# Undoing A Read-only Marked Folder



## tan41400 (Jun 20, 2006)

I HAVE A WINDOWS 98 PROGRAM. I WANT TO SAVE THE FILES ON THE OLD COMPUTER ON A CD-RW SO THAT I CAN SAVE IT TO MY NEW XP LAPTOP. BUT THE MESSAGES CONTINUE TO READ Q:CANNOT SAVE DOCUMENT. FOLDER MARKED READ-ONLY. HOW CAN I UNDO THIS SO THAT I CAN SAVE DOCUMENTS TO THE CD-RW ON THE OLD COMPUTER? THANKS tan41400


----------



## kilowatt1 (Oct 27, 2001)

Open Windows Explorer and locate the folder you are trying to save.

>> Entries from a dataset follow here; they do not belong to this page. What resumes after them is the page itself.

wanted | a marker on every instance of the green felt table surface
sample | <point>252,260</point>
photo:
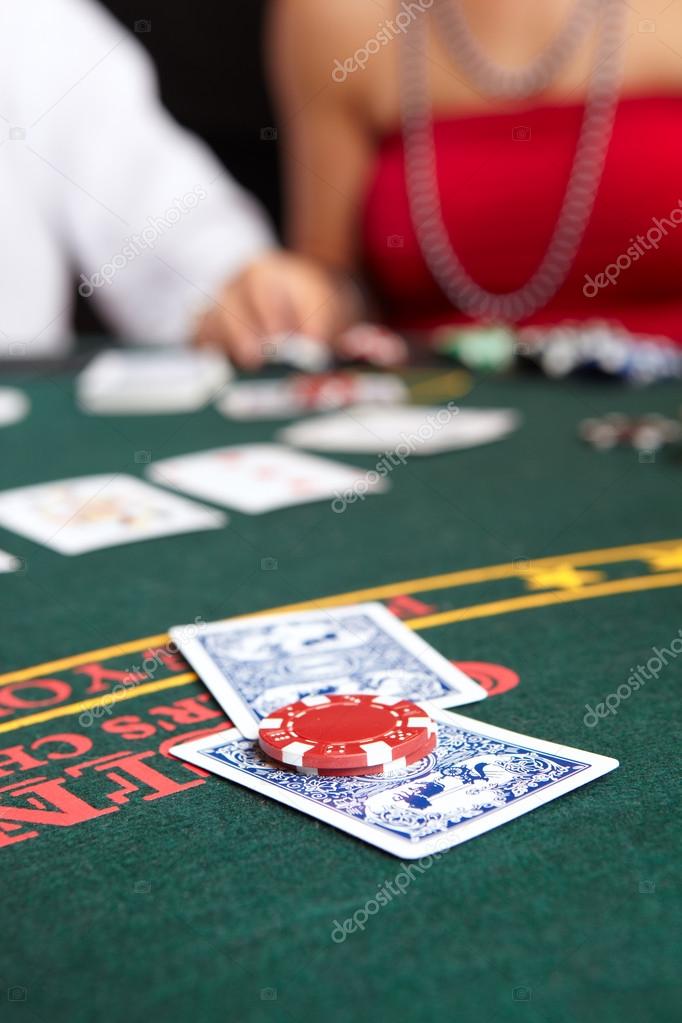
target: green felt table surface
<point>135,889</point>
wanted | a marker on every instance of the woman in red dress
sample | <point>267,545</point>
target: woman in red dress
<point>515,162</point>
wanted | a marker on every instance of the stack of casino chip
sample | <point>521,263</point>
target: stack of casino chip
<point>643,433</point>
<point>602,348</point>
<point>349,734</point>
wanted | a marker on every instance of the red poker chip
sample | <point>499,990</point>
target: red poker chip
<point>350,729</point>
<point>394,769</point>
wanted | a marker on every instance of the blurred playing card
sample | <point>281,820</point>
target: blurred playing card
<point>76,516</point>
<point>8,563</point>
<point>13,406</point>
<point>145,383</point>
<point>257,478</point>
<point>306,393</point>
<point>299,351</point>
<point>420,429</point>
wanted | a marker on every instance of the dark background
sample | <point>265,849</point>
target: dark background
<point>209,57</point>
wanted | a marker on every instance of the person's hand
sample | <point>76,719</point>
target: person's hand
<point>279,294</point>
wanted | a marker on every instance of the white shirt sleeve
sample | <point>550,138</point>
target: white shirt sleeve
<point>148,217</point>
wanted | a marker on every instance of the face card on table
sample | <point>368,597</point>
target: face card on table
<point>259,478</point>
<point>422,430</point>
<point>255,665</point>
<point>76,516</point>
<point>478,777</point>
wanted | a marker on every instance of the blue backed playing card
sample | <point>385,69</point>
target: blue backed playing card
<point>255,665</point>
<point>479,777</point>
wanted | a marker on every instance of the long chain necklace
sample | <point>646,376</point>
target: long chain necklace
<point>423,189</point>
<point>494,80</point>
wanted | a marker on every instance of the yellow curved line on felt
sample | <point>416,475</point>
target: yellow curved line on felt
<point>466,577</point>
<point>616,587</point>
<point>529,602</point>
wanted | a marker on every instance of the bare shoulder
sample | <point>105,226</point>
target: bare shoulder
<point>317,40</point>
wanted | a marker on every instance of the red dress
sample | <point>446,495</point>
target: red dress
<point>502,179</point>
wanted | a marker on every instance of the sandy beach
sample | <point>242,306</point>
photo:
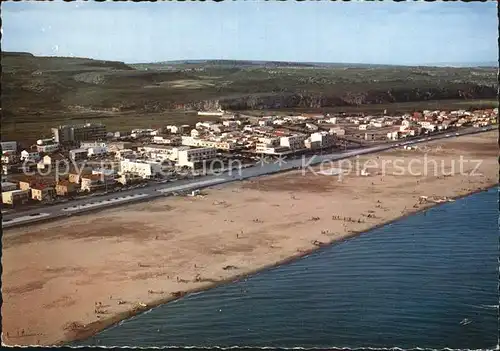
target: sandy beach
<point>68,279</point>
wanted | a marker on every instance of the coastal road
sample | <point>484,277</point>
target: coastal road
<point>264,167</point>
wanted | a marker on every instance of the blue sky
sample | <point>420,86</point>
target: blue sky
<point>357,32</point>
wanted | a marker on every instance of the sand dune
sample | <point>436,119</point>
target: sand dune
<point>129,258</point>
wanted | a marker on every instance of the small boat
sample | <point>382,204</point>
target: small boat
<point>465,321</point>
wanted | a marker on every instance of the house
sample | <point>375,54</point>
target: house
<point>78,154</point>
<point>294,142</point>
<point>8,146</point>
<point>97,151</point>
<point>8,186</point>
<point>9,157</point>
<point>195,133</point>
<point>47,148</point>
<point>127,178</point>
<point>231,123</point>
<point>93,182</point>
<point>369,136</point>
<point>311,126</point>
<point>65,188</point>
<point>15,197</point>
<point>394,135</point>
<point>52,160</point>
<point>123,154</point>
<point>321,139</point>
<point>75,177</point>
<point>30,156</point>
<point>192,157</point>
<point>42,192</point>
<point>141,168</point>
<point>337,131</point>
<point>175,129</point>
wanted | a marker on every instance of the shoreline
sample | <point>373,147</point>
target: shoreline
<point>94,328</point>
<point>175,247</point>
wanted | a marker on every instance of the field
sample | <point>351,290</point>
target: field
<point>41,92</point>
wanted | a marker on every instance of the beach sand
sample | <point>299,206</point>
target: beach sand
<point>131,258</point>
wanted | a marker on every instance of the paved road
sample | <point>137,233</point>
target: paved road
<point>141,194</point>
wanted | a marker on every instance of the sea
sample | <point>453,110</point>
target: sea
<point>430,280</point>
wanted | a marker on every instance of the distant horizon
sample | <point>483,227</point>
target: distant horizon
<point>435,64</point>
<point>373,33</point>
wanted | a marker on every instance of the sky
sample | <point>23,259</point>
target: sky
<point>387,32</point>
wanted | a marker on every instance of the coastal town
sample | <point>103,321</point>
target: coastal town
<point>87,159</point>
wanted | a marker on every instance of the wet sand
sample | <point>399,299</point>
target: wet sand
<point>68,279</point>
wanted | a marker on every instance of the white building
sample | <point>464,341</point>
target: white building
<point>293,142</point>
<point>191,157</point>
<point>123,154</point>
<point>78,154</point>
<point>8,146</point>
<point>47,148</point>
<point>393,135</point>
<point>311,126</point>
<point>231,123</point>
<point>210,113</point>
<point>90,144</point>
<point>143,169</point>
<point>176,129</point>
<point>9,157</point>
<point>337,131</point>
<point>30,155</point>
<point>97,151</point>
<point>324,139</point>
<point>8,186</point>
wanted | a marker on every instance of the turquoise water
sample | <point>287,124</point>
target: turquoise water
<point>408,284</point>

Right click on the folder then clear the checkmark next to read only.


----------



## tan41400 (Jun 20, 2006)

kilowatt1 said:


> Open Windows Explorer and locate the folder you are trying to save. Right click on the folder then clear the checkmark next to read only.


ON THIS COMPUTER THERE ISN'T WINDOWS EXPLORER. CAN YOU GIVE ME ANOTHER NAME? tan4140


----------



## jr6300 (Aug 28, 2005)

yes you do: Start/Programs/Accessories/Windows Explorer.

or if the shortcut has been removed, just use "My Computer" on your desktop (same difference)


----------



## 1069 (Sep 7, 2004)

Just a note re. saving to CD and putting them on your laptop. 

When you do they may well end up as "Read Only" when you transfer to XP machine. You will need to go through this process again.


----------



## jr6300 (Aug 28, 2005)

Good point.

If you have the same burning software on the XP box that you do on the one you are pulling the files from, just don't close the session. Leave the CD so it can only be read from the burner drive (& can be written again). Then the files should remain with the same properties.


----------



## jr6300 (Aug 28, 2005)

If you have lost the shortcut to Windows Explorer, you can create another. Open "My Computer". Open the "C:\Windows" Directory. Click to show files (if they are hidden). 

Explorer.exe is @ the root of the "Windows" directory. RH click on this file & select "send to desktop/create shortcut". You can then add this back into your program menu if you wish or just use the created shortcut.


----------